Barrierefreiheit ist wichtig

"Stellen Sie sich vor, in Ihrem Lieblingsgeschäft begrüßt Sie Ihr Smartphone mit einem auf Ihrer Kaufhistorie basierenden persönlichen Angebot", sagt er. "Sobald Sie ein Produkt in Ihren Einkaufskorb legen, wird es erfasst. Sie sammeln so Treuepunkte und bezahlen automatisch. Je barrierefreier diese Systeme Loyalty und Payment miteinander verknüpfen, desto eher werden die Vorteile angenommen." Dabei entstehen Möglichkeiten, kostengünstige Zahlungsmethoden wie etwa Sepa-Lastschriften zu fördern, indem das Loyalty-Programm zusätzliche Vorteile auslobt.

Ein Schlüsseltrend sind BNPL-Optionen ("Buy Now, Pay Later"), die es Kunden ermöglichen, Einkäufe in festgelegten Raten zu bezahlen. "Kunden nehmen gern unterschiedliche Zahlungsoptionen an - gerade dort, wo regelmäßig höhere Beträge auf der Rechnung stehen", sagt Florian Krämer vom Zahlungsdienstleister Riverty. "Das geht weit über die Post-Purchase-Experience bei hinterlegten Zahlungsmitteln wie Kreditkarten, Google Pay oder Paypal hinaus. Wer hier bereits in der App individuelle Finanzierungsangebote macht, der erleichtert erheblich die Kaufentscheidung."

Bonuskarte mit Krypto

Dabei ist die Technologie längst so skalierbar, dass sie sich auch für kleine Händler lohnt. So ersetzt das Hamburger Start-up Loyal Systems die Stempelkarte etwa des Lieblingscafés durch eine App, die die Bonuskarte inklusive Zahlfunktion über NFTs, also digitale Krypto-Werte, aufs Mobiltelefon bringt. Das Potenzial ist riesig, auch weil keine aufwendige Integration in die oftmals heterogene Systemlandschaft der Händler nötig ist.

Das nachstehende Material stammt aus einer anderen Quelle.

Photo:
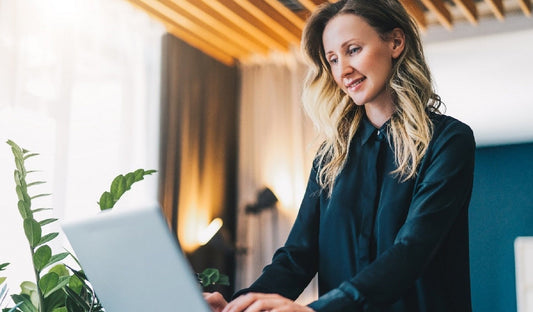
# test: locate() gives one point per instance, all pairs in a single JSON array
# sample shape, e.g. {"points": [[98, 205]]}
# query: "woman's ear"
{"points": [[397, 42]]}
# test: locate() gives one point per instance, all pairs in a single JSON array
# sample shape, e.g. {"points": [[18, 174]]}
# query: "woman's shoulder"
{"points": [[444, 125], [450, 133]]}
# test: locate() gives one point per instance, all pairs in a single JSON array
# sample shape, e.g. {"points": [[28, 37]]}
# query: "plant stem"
{"points": [[40, 308]]}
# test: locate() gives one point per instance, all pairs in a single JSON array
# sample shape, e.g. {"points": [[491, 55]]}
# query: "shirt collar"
{"points": [[367, 129]]}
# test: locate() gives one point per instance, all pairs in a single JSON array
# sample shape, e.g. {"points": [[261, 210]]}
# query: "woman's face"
{"points": [[360, 60]]}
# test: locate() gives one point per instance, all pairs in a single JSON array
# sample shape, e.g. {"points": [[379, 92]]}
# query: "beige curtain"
{"points": [[275, 151], [198, 150]]}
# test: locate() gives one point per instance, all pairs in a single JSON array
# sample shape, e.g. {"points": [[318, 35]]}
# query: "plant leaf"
{"points": [[106, 201], [60, 270], [76, 300], [139, 174], [75, 284], [47, 238], [24, 303], [47, 221], [33, 231], [118, 187], [48, 282], [24, 209], [55, 300], [63, 281], [41, 257], [28, 287], [57, 258]]}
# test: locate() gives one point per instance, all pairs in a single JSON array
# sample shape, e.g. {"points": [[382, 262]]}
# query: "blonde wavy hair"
{"points": [[337, 117]]}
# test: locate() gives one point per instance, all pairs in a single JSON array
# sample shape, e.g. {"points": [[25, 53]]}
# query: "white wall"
{"points": [[485, 76]]}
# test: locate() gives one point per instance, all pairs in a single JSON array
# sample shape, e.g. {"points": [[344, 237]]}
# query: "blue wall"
{"points": [[501, 209]]}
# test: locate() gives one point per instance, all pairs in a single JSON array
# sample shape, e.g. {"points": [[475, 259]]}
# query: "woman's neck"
{"points": [[378, 114]]}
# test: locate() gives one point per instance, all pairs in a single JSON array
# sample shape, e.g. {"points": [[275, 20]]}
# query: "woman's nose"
{"points": [[346, 67]]}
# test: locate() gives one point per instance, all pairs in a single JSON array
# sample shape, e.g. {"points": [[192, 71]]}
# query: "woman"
{"points": [[384, 220]]}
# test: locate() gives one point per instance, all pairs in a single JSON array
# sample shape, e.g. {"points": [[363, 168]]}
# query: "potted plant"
{"points": [[59, 287]]}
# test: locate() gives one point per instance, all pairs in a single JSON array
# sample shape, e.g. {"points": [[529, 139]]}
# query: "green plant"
{"points": [[57, 287], [212, 276], [119, 186]]}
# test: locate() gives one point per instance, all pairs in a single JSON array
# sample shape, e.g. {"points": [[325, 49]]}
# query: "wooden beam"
{"points": [[267, 20], [525, 5], [439, 9], [244, 25], [193, 28], [285, 12], [469, 9], [184, 35], [497, 8], [224, 19], [201, 17], [308, 4], [416, 12]]}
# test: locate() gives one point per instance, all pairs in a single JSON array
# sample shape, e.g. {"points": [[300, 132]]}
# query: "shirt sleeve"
{"points": [[295, 264], [442, 192]]}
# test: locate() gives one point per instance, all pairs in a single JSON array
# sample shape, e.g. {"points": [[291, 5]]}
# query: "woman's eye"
{"points": [[353, 50]]}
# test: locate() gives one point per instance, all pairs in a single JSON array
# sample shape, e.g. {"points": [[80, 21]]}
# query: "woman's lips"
{"points": [[353, 84]]}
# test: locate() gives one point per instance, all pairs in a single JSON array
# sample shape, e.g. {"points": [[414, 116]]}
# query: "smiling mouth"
{"points": [[355, 83]]}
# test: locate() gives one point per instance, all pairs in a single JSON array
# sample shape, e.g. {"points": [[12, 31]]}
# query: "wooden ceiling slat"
{"points": [[194, 28], [230, 30], [267, 20], [257, 23], [469, 9], [308, 4], [416, 12], [185, 35], [525, 5], [439, 9], [230, 23], [244, 25], [213, 25], [285, 12], [497, 8]]}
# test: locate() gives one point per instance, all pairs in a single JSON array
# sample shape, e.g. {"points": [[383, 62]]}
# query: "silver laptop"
{"points": [[134, 262]]}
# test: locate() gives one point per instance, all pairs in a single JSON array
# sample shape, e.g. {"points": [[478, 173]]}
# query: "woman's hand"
{"points": [[257, 302], [215, 300]]}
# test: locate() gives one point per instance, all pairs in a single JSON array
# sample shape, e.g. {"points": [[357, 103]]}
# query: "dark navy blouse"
{"points": [[379, 244]]}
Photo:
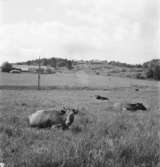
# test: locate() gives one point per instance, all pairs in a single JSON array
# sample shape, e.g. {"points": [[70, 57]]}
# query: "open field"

"Die Loyal-NFTs sind fälschungssicher, gehören den Kunden. Und: Händler können miteinander kooperieren, und auch Editionen mit Influencern sind geplant", so Nicolas Aßmann, Co-Gründer von Loyal. Wie zukunftsweisend die Form der erweiterten Kundenbindung ist, beweist unter anderem die "Odyssey Experience" von Starbucks, die einen kleinen Hype unter Fans der Marke ausgelöst hat.
Wenn Kunden ihre Loyalty-Karten in Apps und Wallets speichern können, ist das besonders bequem. Kann eine weitere Integration einen spürbaren Mehrwert bieten? Für André Trimpop ist das auch eine Frage der Kreativität: "Es steht im Verantwortungsbereich der Händler, ihren Kunden überzeugende Argumente zu liefern, die bewährten Pfade zu verlassen."

Und wenn es dabei möglich ist, erst einmal ganz auf die Loyalty-App zu verzichten, so kann auch das ein plausibler Weg sein. Den besten Beweis zeigt Netto in Regensburg - voll automatisiert und gerade deshalb "voll einfach".

Dieser Artikel erschien zuerst in Der Handel.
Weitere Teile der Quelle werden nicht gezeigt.